Один из товарищей Костюшкина, Немцевич, рассказывает в своих Записках, что, посетив в 1794 году дома, выстроенные для Екатерины при ее проезде в Крым, в 1787 году, он заметил, что спальни государыни были везде устроены по одному образцу. Возле ее кровати висело большое зеркало, которое поднималось и опускалось на особой пружине: оно скрывало вторую кровать — кровать Мамонова. А Екатерине было в то время пятьдесят девять лет! Возвести беззастенчивость до такой откровенности, разве это не значило учить других разврату?

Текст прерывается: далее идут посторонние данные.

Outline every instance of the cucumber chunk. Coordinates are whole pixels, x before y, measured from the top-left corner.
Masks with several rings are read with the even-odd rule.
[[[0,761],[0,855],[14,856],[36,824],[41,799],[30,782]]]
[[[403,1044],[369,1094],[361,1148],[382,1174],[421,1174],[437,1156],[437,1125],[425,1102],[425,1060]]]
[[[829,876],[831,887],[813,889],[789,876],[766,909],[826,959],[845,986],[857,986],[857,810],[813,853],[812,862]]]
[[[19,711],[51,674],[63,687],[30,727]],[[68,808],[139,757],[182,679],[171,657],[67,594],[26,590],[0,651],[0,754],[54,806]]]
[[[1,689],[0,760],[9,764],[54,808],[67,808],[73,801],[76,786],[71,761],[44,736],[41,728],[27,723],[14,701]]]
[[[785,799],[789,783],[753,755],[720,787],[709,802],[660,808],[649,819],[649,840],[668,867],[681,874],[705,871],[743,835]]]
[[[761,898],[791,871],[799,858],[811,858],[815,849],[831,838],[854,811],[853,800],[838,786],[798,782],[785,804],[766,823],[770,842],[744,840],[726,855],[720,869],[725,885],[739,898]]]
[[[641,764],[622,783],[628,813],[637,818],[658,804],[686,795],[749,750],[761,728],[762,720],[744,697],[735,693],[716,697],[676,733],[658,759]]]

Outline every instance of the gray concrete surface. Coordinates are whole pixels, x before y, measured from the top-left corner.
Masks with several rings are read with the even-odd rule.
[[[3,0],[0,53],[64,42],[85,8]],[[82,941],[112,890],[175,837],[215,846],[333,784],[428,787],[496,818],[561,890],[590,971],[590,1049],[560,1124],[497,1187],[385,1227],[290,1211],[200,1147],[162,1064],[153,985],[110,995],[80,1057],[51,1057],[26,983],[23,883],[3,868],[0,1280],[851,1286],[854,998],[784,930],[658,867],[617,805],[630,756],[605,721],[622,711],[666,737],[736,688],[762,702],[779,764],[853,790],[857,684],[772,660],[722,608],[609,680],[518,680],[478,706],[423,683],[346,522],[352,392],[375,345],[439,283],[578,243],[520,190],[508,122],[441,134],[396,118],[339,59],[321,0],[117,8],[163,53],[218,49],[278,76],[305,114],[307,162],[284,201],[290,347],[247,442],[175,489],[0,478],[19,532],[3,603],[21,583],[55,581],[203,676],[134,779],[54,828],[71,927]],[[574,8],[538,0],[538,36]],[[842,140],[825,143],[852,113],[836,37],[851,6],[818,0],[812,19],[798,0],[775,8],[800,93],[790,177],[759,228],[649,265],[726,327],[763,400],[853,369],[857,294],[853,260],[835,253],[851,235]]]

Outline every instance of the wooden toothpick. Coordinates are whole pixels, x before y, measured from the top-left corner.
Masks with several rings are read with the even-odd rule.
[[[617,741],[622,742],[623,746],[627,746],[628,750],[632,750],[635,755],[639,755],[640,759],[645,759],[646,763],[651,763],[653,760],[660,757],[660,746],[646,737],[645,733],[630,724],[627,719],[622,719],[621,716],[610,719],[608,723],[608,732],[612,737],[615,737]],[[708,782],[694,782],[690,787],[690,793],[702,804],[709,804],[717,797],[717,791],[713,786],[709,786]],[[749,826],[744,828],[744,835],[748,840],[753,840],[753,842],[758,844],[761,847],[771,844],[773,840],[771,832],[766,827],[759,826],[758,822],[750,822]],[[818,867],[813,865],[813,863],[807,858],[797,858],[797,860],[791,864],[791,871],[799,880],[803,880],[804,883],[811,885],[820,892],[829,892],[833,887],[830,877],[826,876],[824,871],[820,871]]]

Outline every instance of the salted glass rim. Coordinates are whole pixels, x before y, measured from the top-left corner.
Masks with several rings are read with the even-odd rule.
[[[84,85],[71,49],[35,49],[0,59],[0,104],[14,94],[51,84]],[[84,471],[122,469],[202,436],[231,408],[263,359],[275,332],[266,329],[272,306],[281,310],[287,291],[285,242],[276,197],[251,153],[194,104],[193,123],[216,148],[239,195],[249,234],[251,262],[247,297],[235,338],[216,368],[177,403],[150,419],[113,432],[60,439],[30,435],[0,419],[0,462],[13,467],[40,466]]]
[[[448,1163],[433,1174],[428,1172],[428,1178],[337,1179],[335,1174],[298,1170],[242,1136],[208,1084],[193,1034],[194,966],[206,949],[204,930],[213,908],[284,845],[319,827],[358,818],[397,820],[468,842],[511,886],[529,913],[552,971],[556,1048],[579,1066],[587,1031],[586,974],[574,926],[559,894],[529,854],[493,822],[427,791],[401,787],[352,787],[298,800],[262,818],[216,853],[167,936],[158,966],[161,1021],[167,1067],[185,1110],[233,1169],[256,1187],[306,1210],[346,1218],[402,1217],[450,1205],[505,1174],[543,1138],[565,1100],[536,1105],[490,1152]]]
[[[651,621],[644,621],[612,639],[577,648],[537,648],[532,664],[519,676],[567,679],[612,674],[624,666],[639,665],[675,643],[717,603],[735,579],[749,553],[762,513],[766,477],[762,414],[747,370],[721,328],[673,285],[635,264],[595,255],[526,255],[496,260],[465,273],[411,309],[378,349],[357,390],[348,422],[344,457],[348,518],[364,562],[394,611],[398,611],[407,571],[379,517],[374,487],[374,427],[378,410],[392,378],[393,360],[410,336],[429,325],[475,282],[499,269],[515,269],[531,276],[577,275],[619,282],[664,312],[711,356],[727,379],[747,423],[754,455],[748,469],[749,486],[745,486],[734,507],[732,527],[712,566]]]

Очевидно, эта властная женщина просто не понимала, что она, как и все, подчинена непреложным законам женственности. Ведь сознательного, а тем более бравирующего цинизма в ней не было вовсе: нравственное чувство в ней не было убито, и ум не был извращен. Если оставить в стороне фаворитизм со всеми его последствиями, то Екатерина была скорее даже строга в области морали и вообще сдержанна и стыдлива. Целомудренность она ставила очень высоко и в разговорах никогда не позволяла себе ни одного двусмысленного выражения. Однажды по пути в Киев она просила графа Сегюра, сидевшего вместе с ней в экипаже, сказать ей какие-нибудь стихи. Он повиновался и стал читать стихотворение, по его словам, «немного легкомысленного и веселого содержания, но настолько приличное, что оно заслужило в Париже похвалы герцога Нивернэ и принца Бово, а также дам, добродетель которых равнялась их любезности». Но Екатерина нахмурила брови, перебила неосторожного посла каким-то не относящимся к делу вопросом и переменила разговор. В 1788 году адмирала Поля Джонса, приглашенного на русскую службу из Англии, обвинили в том, что он оскорбил молодую девушку, причисленную ко двору Екатерины. Императрица сейчас же отказала ему от места, как ни велик был в то время в России недостаток в людях, способных к командованию флотом. За подобный же поступок английский посланник Макартней тоже должен был оставить свой пост. В 1790 году, беседуя со своим секретарем о событиях, разыгравшихся во Франции, Екатерина обвиняла французских актрис, как она выражалась, «девок театральных», в том, что они развратили нравы всего народа «Оттого и погибла Франция, — сказала она, — qu'on tombe dans la crapule et les vices; опера Буфф всех перековеркала. Je crois que les gouvernantes francaises de vosfillessont des m… Смотрите за нравами!»
Она искренне не замечала при этом, что сама давно впала в разврат и содействовала падению нравов в России. Ей казалось вполне естественным писать Потемкину про его преемника Мамонова: «Сашенька тебя любит и почитает, как отца родного». Она без всякого смущения расспрашивала сына и невестку о короле Понятовском, которого они видели при проезде через Варшаву: «Я думаю, — писала она им: — что его величеству польскому королю было очень трудно припомнить мое лицо таким, каким оно было двадцать пять лет назад, по портретам, которые вы ему теперь показали».